The government assures car dealers that EV tax credits will be paid to them promptly, but many remain skeptical, according to Automotive News.
The transferrable EV tax credit program is defined by Section 30D and Section 25E of the Inflation Reduction Act for new and used electric vehicles respectively. It allows qualifying EV purchasers to make the down payment to car dealers with their EV tax credit rather than cash, after which the dealers can obtain payment from the U.S. Treasury Department via an IRS Internet portal.
The transferable EV tax credit program will begin on January 1st, 2024, with Treasury Department assurances participating car dealers will “promptly receive payments for transferred credits.” The IRS portal enabling payments will be rolled out during the next several months, officials claim.
The “Cash for Clunkers” experience looms large in the recollection of many car dealers, however. Cascade Auto Group managing partner Michelle Primm noted “horror stories out there that dealers didn’t get paid for six months,” though her dealership received payment in one month. Other dealers reportedly have similar concerns.
Primm also noted “car dealers are asset rich and cash poor,” meaning it’s urgent to get payments to meet payroll and other bills.
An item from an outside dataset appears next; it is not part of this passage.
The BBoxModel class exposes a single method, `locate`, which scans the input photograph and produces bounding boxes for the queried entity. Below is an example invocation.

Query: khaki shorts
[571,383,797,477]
Another dealership owner, Mike DeSilva, told Automotive News “a fair repayment time would be within five to seven days.” However, dealers were eventually paid under “Cash for Clunkers” as well, and the program “did move a lot of metal” California New Car Dealers Association president Brian Maas observed.
Several differences between the current program and “Cash for Clunkers” might mitigate the risks for car dealers. The transferrable EV tax credit program is thoroughly developed while “Cash for Clunkers” was rushed out quickly. Additionally, lower EV sales volume is expected, reducing the risk of overloading the system. More limited EV sales also mean dealerships will have less money tied up in the program.
Meanwhile, GM is aggressively pursuing the EV transition and its plans to globally launch 30 new EVs globally by 2025. The automaker plans to have EVs in the best-selling third of automotive segments by then and is strengthening its capacity to make enough GM Ultium battery units for its ambitious goals by investing in cathode active material (CAM) plants and affordable iron-based CAM research.
The General also counters rumors that it will need a smaller workforce for EVs, noting it plans to hire more workers next year and expects payroll size to be “very similar” to ICE assembly lines even after the EV transition is complete.